The only thing that will make health care more affordable is to unleash market forces. The reason health insurance became so expensive in the first place is that lobbyists pressured state legislators into adding all kinds of mandates on insurance. Until people can buy only the insuranc they want and patients and providers are more directly connected, costs will continue to increase and quality and access will decline. Government screws up everything it touches.
So right. The first mistake was tying insurance to employment in the 40’s. That distorts both the insurance market and the employment market.
The only thing that makes sense is a big HSA-Health Savings Account plus major-medical. Then the doctor will work for the patient.
To accomplish this, the HSA has to be big. That leads to another necessary reform...TRUTH IN COST OF EMPLOYMENT.
Currently most people have no clue about employer share of health insurance, unemployment insurance, workers compensation insurance, and other “benefits”.
All “benefits” should be paid directly to the employee and appear on his pay stub. All the “benefits” should be paid to an institution chosen by the employee that pays out the major medical premium and invests the money in a diversified portfolio. To make this palatable to enough “moderates” to pass, we might need to agree to a one time “seed” of money into the accounts of low income workers whose parents are low income. But there would be no “seed” for those on welfare.
We won’t get the perfect solution. The goal is to move in the right direction.
Of course, tort reform, competition accross state lines and many other features are also necessary.
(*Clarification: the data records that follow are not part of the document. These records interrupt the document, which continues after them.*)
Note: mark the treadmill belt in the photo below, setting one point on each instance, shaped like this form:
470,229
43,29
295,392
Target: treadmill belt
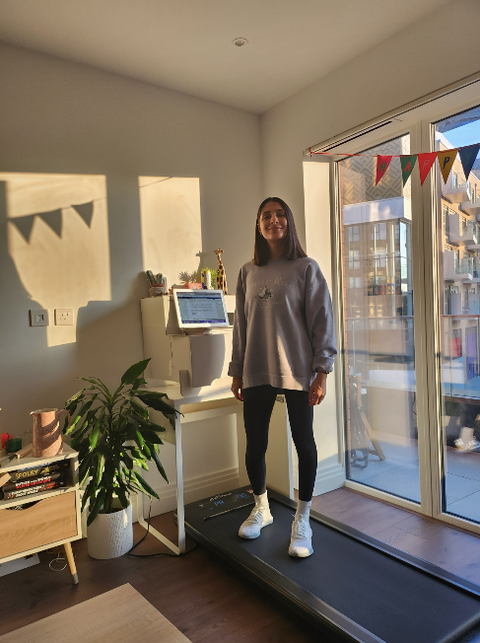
348,585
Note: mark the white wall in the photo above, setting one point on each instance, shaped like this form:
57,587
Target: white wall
62,118
436,51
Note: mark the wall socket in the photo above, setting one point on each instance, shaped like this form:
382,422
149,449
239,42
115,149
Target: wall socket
38,317
64,316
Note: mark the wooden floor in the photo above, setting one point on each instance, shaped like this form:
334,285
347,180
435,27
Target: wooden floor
204,598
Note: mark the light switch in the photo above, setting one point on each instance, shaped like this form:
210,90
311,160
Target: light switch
64,316
38,317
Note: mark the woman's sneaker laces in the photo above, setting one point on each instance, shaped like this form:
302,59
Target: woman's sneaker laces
259,517
301,539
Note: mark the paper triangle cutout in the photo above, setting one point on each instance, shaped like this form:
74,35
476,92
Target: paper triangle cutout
85,210
382,166
24,225
445,161
53,220
407,163
468,156
425,162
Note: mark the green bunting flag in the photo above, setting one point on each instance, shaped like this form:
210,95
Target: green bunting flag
382,166
407,163
467,157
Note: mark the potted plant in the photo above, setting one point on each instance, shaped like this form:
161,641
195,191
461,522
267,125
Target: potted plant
115,438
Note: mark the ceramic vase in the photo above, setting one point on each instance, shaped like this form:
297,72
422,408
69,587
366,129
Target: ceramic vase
111,535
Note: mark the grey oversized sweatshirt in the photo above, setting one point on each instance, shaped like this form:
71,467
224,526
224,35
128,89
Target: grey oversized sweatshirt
284,329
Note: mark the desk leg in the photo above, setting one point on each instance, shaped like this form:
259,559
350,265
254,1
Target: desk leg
180,498
71,562
155,533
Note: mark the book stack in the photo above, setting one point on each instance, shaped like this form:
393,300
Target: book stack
32,480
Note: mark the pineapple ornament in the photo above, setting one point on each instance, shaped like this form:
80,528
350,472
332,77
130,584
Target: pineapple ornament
221,276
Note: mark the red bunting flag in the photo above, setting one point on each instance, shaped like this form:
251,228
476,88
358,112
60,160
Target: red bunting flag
425,162
407,163
445,160
382,166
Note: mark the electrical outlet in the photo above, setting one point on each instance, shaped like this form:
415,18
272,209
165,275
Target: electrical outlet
64,316
38,317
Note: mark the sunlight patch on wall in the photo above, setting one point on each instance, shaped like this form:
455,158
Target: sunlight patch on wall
171,225
58,240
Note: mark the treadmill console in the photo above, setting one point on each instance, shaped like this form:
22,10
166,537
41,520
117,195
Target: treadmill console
225,502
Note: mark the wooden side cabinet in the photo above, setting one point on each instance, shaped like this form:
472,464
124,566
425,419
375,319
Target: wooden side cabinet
44,519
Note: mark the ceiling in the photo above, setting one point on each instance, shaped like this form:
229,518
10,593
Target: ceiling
186,45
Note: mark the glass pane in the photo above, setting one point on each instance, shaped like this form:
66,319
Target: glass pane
458,241
378,309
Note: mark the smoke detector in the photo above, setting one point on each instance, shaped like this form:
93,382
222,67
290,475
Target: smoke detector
240,41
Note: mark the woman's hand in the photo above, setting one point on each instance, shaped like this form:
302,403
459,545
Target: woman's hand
237,388
318,389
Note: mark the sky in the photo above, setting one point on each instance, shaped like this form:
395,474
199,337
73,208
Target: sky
464,135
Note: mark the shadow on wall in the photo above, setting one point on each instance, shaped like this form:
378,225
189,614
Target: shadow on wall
58,239
56,251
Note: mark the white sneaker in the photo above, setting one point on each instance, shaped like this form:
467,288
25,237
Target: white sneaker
301,540
259,517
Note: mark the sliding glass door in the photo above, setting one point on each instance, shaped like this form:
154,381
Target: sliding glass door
458,244
376,222
409,270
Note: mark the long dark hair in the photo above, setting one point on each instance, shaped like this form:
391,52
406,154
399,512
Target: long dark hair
293,247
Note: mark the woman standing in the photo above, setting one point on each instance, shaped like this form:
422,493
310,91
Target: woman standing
283,342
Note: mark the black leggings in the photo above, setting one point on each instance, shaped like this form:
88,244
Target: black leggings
258,403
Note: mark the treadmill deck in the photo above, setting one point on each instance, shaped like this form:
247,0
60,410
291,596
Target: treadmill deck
352,586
I went to the doctor in person so he could order a lab test. Then I went to the doctor in person to get the results of the lab test. I should be able to get the lab test without a doctor’s order. and the doctor should be able to email me the results of the lab test, asking me to come in and see him personally only if the results were seriously negative. Of course, 95% of results are that there is no disease.
The free market should allow cost cutting through technology.
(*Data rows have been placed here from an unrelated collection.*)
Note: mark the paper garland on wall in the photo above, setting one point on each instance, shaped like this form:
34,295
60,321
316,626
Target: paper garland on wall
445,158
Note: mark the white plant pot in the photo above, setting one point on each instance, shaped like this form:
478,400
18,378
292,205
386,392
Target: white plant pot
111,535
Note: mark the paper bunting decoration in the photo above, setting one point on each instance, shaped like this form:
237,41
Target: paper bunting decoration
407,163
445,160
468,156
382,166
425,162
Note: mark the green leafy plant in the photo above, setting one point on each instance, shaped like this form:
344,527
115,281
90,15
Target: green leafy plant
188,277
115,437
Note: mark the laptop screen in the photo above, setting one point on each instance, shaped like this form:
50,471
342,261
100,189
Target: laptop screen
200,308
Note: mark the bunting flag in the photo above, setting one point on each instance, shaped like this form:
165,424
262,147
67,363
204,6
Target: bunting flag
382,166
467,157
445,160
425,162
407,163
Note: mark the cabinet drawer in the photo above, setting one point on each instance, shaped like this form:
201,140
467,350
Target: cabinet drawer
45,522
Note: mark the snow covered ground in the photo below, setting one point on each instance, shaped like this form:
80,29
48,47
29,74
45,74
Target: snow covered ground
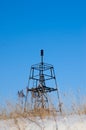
73,122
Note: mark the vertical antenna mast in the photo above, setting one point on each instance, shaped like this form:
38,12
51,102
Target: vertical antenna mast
42,54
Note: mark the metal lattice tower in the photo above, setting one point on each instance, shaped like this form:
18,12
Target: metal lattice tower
38,87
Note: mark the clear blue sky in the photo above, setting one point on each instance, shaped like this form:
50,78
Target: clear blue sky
57,27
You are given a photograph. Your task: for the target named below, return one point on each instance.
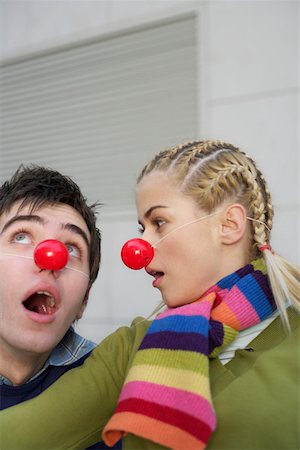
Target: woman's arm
(72, 412)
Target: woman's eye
(141, 229)
(159, 222)
(73, 250)
(22, 238)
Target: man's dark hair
(38, 186)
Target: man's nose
(51, 255)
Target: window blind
(97, 110)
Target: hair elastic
(262, 248)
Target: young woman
(219, 367)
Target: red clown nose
(137, 253)
(51, 255)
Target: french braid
(214, 172)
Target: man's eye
(22, 238)
(73, 250)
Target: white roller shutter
(98, 110)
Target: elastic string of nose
(183, 225)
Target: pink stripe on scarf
(191, 309)
(242, 308)
(184, 401)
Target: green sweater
(256, 397)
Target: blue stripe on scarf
(180, 323)
(193, 342)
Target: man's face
(38, 306)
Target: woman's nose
(137, 253)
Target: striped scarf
(166, 396)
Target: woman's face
(188, 261)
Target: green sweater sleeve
(73, 411)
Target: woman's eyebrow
(77, 230)
(23, 218)
(150, 210)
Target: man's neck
(18, 369)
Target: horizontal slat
(99, 111)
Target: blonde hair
(214, 172)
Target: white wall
(249, 96)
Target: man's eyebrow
(37, 219)
(23, 218)
(150, 210)
(77, 230)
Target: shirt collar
(70, 349)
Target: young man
(39, 305)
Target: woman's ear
(233, 224)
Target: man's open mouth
(41, 302)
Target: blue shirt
(71, 352)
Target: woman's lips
(158, 276)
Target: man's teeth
(50, 300)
It is pure BS that health benefits are considered a cost of doing business for the business, but are considered income for an employee.
They are a cost of doing business for everybody. The tax code is the problem.
Health care is a cost for anybody. Exclude ANY cost of doing business from being taxed for Everybody.
Food, clothing, shelter, health care, insurance, transportation, education, etc. are ALL costs of doing business for the individual/family. ALL should be excluded from income. The only thing that should be taxed is PROFIT.
There is also a basic flaw in the health insurance market where there is a third party between the provider of services and the recipient; if the recipient had to pay all costs, prices would fall because of the direct exchange. Many people have reported the lower prices as a result of paying cash for procedures/treatment; when there is no insurance company/middle man to fleece, there are efficiencies in the system. Doctors certainly wouldn’t be billing for unnecessary nonsense used to inflate bills; the recipient wouldn’t stand for it if they were on the hook for the full price.